"I love you" "too": LLM Attention Explained.
This post explains, mechanically and with simple math, why a language model is likely to continue I love you with too instead of a random noun like chair or database.
0. The Tools
To understand this, you only need to know three simple concepts:
- Vector: A list of numbers representing a word’s “identity” (e.g.,
[0.2, -1.5, 3.0]). - Dot Product (a · b): A way to multiply two vectors to see how well they “align.” A higher number means a stronger match.
- Softmax: A formula that turns raw scores into percentages (e.g., 80%, 15%, 5%) that all add up to 100%.
1. Words Become Vectors
Each word (I, love, you) is converted into a vector. These numbers contain the word’s “vibe,” grammar, and meaning.
- x_I, x_love, x_you
2. The Three Roles (Learned from the World)
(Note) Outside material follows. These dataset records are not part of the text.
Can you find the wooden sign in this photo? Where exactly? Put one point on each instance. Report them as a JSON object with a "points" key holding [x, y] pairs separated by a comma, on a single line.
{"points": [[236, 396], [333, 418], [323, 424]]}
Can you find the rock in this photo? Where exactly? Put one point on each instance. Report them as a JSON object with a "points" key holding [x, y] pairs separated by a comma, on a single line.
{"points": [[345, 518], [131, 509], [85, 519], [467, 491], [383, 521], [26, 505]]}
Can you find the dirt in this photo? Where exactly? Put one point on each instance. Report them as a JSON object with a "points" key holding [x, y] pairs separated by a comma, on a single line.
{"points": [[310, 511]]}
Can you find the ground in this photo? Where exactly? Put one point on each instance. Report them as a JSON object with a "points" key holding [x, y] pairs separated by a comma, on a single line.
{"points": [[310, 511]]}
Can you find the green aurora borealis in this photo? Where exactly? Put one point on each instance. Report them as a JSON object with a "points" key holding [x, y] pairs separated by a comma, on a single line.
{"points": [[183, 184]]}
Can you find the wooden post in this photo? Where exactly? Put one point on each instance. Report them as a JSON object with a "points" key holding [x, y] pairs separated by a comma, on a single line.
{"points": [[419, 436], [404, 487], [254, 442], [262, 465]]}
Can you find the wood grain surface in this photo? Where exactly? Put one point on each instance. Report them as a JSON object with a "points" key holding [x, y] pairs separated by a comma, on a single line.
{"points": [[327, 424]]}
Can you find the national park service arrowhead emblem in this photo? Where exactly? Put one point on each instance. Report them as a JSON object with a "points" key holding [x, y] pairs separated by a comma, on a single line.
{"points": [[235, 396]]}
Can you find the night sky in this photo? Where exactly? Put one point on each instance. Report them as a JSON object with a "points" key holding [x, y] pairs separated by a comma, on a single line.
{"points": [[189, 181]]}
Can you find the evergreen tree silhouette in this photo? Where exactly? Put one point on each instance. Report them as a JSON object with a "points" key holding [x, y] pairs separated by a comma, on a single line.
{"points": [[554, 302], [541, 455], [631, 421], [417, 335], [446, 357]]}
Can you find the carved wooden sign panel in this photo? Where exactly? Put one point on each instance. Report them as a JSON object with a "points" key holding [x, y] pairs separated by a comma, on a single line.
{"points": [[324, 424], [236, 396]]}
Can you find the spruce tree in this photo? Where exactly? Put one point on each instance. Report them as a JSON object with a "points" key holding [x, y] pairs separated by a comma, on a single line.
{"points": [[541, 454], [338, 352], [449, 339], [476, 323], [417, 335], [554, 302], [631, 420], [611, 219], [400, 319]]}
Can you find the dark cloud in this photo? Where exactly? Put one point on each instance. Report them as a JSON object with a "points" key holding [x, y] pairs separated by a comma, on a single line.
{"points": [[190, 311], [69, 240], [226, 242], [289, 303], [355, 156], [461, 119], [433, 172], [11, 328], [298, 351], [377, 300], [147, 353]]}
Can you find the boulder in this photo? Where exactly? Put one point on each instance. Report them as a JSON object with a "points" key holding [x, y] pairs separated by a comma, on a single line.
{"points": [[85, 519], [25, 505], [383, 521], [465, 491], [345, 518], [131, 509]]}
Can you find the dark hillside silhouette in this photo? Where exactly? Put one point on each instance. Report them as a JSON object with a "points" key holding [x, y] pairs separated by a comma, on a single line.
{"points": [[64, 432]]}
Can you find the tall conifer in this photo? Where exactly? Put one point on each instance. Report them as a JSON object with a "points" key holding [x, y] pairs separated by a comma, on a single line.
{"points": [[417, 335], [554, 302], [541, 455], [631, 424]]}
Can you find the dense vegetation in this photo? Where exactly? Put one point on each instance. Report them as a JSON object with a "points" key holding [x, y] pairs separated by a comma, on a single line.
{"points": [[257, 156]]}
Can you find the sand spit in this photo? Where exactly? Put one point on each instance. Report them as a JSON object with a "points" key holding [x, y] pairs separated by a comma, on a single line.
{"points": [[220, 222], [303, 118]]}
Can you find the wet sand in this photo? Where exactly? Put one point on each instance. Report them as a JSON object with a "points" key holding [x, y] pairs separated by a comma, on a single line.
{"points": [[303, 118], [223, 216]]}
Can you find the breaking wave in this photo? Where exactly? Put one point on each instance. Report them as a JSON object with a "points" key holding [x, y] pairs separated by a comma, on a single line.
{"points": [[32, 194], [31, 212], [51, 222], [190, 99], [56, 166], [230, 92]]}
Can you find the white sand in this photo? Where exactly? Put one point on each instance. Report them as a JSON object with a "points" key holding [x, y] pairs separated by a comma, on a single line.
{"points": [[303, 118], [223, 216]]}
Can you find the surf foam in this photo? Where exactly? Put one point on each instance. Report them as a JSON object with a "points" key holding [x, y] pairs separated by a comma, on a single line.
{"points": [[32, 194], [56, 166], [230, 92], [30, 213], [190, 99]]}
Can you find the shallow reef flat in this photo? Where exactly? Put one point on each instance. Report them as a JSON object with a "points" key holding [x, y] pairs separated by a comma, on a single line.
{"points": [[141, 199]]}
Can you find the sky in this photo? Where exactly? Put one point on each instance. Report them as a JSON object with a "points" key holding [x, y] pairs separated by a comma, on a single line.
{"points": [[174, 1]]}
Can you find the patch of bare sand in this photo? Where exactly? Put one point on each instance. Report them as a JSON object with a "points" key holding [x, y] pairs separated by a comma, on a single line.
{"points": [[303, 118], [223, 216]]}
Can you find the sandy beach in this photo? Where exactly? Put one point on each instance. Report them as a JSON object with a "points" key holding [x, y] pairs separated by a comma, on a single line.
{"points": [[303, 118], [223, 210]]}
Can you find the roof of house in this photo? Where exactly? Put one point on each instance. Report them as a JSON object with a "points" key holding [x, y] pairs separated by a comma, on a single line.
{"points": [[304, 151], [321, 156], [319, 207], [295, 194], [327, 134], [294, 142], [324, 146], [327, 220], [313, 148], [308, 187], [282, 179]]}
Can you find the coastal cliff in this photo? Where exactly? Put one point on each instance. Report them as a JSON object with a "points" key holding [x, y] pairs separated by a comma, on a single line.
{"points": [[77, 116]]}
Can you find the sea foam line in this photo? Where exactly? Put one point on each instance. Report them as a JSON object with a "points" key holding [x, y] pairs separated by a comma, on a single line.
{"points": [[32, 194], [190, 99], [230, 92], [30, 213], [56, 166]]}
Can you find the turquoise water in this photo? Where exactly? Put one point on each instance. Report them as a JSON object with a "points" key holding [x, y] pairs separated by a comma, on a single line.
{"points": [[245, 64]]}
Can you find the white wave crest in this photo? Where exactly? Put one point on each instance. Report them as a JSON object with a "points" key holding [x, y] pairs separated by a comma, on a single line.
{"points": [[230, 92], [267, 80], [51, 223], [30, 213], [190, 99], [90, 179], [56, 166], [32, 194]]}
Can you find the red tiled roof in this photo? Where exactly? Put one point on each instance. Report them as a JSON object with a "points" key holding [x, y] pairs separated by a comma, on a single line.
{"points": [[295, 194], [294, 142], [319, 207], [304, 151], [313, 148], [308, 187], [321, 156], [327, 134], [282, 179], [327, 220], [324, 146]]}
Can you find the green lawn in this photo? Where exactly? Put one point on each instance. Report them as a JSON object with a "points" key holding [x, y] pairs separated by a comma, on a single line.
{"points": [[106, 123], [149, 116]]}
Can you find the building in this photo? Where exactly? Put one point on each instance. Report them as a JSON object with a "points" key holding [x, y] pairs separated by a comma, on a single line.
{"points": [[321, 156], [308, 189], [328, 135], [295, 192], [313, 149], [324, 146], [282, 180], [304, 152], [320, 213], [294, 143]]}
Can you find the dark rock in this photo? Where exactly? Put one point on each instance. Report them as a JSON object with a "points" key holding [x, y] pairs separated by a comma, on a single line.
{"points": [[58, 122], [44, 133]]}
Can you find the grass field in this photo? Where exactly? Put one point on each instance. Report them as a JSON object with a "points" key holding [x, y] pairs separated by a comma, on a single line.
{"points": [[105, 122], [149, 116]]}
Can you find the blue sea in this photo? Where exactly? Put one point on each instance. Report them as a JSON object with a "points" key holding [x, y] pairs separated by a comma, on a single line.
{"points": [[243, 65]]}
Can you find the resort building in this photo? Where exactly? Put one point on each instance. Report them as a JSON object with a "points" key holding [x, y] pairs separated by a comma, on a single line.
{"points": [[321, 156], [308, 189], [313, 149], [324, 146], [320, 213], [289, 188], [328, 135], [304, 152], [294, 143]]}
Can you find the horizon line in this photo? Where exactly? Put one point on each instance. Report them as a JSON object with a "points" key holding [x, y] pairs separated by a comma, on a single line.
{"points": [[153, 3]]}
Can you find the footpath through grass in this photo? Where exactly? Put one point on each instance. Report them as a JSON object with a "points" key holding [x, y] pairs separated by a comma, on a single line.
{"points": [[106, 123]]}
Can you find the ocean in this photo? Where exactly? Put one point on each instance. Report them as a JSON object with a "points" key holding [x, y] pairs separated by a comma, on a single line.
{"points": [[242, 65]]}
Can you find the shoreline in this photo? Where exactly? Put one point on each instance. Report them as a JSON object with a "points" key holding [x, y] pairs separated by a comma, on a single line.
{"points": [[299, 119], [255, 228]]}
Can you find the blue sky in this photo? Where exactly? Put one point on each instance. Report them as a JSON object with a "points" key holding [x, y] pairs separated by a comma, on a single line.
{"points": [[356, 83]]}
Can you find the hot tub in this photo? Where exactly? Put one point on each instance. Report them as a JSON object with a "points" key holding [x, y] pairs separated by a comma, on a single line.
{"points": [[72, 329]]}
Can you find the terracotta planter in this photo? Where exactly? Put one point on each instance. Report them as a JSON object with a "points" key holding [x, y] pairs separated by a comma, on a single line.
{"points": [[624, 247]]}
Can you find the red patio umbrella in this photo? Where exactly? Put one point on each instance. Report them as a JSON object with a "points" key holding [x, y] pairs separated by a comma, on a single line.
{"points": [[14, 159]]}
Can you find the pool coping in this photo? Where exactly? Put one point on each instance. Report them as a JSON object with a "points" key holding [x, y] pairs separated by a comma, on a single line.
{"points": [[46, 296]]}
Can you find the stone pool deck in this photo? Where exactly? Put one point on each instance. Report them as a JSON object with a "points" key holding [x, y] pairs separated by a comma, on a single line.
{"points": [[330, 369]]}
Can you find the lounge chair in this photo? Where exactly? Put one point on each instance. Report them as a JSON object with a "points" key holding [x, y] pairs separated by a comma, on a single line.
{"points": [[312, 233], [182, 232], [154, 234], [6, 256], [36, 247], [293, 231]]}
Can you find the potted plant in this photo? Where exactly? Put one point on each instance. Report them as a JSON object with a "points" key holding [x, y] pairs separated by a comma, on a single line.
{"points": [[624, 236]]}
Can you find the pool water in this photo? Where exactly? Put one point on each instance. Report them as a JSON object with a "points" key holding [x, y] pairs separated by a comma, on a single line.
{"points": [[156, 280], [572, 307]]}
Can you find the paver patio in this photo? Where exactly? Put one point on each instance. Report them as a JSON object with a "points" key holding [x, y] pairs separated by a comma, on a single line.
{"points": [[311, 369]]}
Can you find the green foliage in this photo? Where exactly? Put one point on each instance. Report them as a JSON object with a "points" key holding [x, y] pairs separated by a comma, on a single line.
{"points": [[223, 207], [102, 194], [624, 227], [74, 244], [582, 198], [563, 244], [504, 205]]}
The model doesn’t just look at the raw word. It uses three “filters” (Wq, Wk, Wv)—which it perfected by reading billions of pages of text—to give each word three specialized roles:
| Role | Name | Purpose |
|---|---|---|
| Q | Query | What is this word looking for? (“you” is looking for a relationship context) |
| K | Key | What does this word offer? (“love” offers a deep emotional context) |
| V | Value | What info should it contribute? (The “reciprocal sentiment” data) |
3. Scoring the Past (The Attention Filter)
The model wants to know what comes after you. It takes the Query (Q) of the current word (“you”) and compares it to the Keys (K) of every word that came before it using a dot product:
score_I= q_you · k_I (Low match)score_love= q_you · k_love (High match!)score_you= q_you · k_you (Self-match)
The Big Idea: Because the model has learned how English works, it knows that the “Query” for the word “you” should be highly attracted to the “Key” for the word “love.”
4. The Weighted Blend
The model uses Softmax to turn those scores into weights. It then uses those weights to “mix” the Value (V) vectors together to create a Context Vector: Wv learns a “keep the useful parts” filter so the blend mostly carries what matters for next-word prediction.
score_I = q_you · k_I
score_love = q_you · k_love
score_you = q_you · k_you
w_I, w_love, w_you = softmax([score_I, score_love, score_you])
context = w_I * v_I + w_love * v_love + w_you * v_you
This creates a new, single vector that represents the “vibe” of the whole sequence: “Positive emotion directed at the listener.”
5. Scoring the Dictionary
Now, the model needs to pick a new word. It compares this “vibe” (Context Vector) against its entire dictionary of 50,000+ words. It is looking for a word whose “identity” (embedding) matches this specific context.
score("too")= Context · embedding_too –> Very Highscore("chair")= Context · embedding_chair –> Very Low
6. The Final Choice
Finally, the model turns these dictionary scores into probabilities:
- too: 92%
- back: 5%
- database: 0.0001%
The model samples from these percentages and prints “too”.
Summary
- Transform: Turn words into Q, K, and V based on “wisdom” learned during training.
- Match: Compare the current Query to past Keys to see what matters most.
- Blend: Use those match scores to create a weighted “Context Vector.”
- Predict: Find the word in the dictionary that best aligns with that Context Vector.